Americanah by Chimamanda Ngozi Adichie is the third novel from the acclaimed Nigerian writer.

The Americanah’s main characters Ifemelu and Obinize met while in secondary school (aka high school) in Nigeria and ended up being high school and college sweethearts. They separate when Ifemelu immigrates to the United States to attend college. Culture shock and financial challenges played major roles in shaping Ifemelu’s initial experiences which ultimately lead her to better opportunities. As she navigates through her new life in America she creates a blog from the “perspective of the non American black” which has helped her gain more opportunities and success. Without giving too much of the book away, Ifemlu’s blog content spoke about topics that are relevant and relatable, that I even tried to search to see if this “fictional” blog might really exist. Meanwhile Obinize who had a different immigration experience in England, returns to Nigeria and eventually becomes a very successful businessman.

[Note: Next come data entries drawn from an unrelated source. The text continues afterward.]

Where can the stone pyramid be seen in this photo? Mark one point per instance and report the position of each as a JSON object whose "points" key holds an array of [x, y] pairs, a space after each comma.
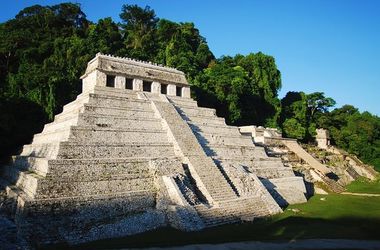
{"points": [[133, 153]]}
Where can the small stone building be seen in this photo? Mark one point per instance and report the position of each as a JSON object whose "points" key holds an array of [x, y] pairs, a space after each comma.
{"points": [[133, 153]]}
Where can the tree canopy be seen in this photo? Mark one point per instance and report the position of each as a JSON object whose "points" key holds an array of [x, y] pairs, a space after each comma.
{"points": [[45, 49]]}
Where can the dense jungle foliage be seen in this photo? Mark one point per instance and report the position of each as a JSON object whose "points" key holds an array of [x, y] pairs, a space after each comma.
{"points": [[45, 49]]}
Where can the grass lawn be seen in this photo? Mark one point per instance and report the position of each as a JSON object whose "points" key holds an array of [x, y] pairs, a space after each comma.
{"points": [[364, 186], [330, 216]]}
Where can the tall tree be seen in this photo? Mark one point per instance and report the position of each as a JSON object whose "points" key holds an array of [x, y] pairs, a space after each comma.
{"points": [[139, 28]]}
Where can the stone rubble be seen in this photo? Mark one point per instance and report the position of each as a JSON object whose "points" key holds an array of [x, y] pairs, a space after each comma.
{"points": [[133, 153]]}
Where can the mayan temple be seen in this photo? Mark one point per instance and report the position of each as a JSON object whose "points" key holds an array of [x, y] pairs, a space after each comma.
{"points": [[133, 153]]}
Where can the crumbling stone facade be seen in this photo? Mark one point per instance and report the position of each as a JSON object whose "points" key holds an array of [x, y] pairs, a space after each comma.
{"points": [[133, 153]]}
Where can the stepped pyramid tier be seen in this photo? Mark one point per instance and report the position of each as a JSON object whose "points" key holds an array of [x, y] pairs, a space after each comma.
{"points": [[324, 163], [133, 153]]}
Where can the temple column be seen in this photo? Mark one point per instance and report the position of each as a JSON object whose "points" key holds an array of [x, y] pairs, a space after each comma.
{"points": [[186, 92], [120, 82], [137, 84], [171, 90], [156, 87]]}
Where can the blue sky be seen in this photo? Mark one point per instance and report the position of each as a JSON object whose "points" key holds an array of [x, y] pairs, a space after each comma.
{"points": [[332, 46]]}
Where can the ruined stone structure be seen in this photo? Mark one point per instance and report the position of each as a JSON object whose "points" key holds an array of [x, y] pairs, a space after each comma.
{"points": [[134, 152], [322, 164], [322, 138]]}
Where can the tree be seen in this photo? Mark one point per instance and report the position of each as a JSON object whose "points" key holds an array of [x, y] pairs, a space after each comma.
{"points": [[317, 102], [242, 88], [139, 27]]}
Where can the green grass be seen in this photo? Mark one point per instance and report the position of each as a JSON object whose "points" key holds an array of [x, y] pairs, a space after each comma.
{"points": [[364, 186], [330, 216]]}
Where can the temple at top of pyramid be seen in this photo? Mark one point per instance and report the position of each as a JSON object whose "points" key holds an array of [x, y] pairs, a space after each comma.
{"points": [[133, 153]]}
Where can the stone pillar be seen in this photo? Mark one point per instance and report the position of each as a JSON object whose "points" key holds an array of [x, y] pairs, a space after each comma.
{"points": [[186, 92], [95, 78], [120, 82], [171, 90], [137, 85], [156, 88]]}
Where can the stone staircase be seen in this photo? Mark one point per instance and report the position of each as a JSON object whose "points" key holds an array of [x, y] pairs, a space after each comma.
{"points": [[232, 211], [230, 149], [118, 161], [92, 161]]}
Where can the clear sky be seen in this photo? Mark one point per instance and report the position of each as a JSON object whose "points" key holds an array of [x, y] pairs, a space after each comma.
{"points": [[331, 46]]}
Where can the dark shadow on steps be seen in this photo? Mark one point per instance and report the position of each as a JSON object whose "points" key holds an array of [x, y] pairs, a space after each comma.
{"points": [[288, 229]]}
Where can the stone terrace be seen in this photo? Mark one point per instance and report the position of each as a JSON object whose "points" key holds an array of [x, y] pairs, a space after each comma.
{"points": [[133, 153]]}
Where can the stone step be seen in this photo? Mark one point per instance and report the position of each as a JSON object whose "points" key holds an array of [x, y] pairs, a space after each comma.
{"points": [[114, 101], [126, 93], [34, 164], [48, 189], [68, 115], [57, 135], [94, 206], [56, 125], [85, 169], [183, 102], [215, 129], [69, 150], [180, 99], [79, 101], [211, 140], [25, 180], [118, 112], [230, 151], [251, 162], [116, 135], [119, 122], [47, 150], [269, 173], [202, 120], [196, 111]]}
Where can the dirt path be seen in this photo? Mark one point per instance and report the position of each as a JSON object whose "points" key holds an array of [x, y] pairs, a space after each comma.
{"points": [[361, 194]]}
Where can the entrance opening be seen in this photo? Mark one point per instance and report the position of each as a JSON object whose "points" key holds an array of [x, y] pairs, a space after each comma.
{"points": [[164, 89], [110, 81], [147, 86], [178, 91], [128, 83]]}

No detail was left out when Adichie crafted Americanah, this beautifully written, funny and authentic story. It could easily be the narrative of other immigrants. Outlining the strong cultural issues, concerns and constraints, the author paints a vivid picture of the immigrant experience both the dark and intense experiences and the aspects of the experience that are funny.

The general theme of these two Nigerian immigrants reflecting on life “back home” and often compares to life in America or England. All the while experiencing the longings of what was and always feels like something is missing. The identifiable homesickness that an immigrant feels which includes holding on to the memories; pretty memories of what used to be but really it could be the desire for things to remain the same, yearning for the familiar. The desire to want things to be better back home and hope that it has the potential to be so. Ifemelu and Obinize are united in this hope for Nigeria.

Perhaps there’s a little Ifemelu and Obinize in all of us.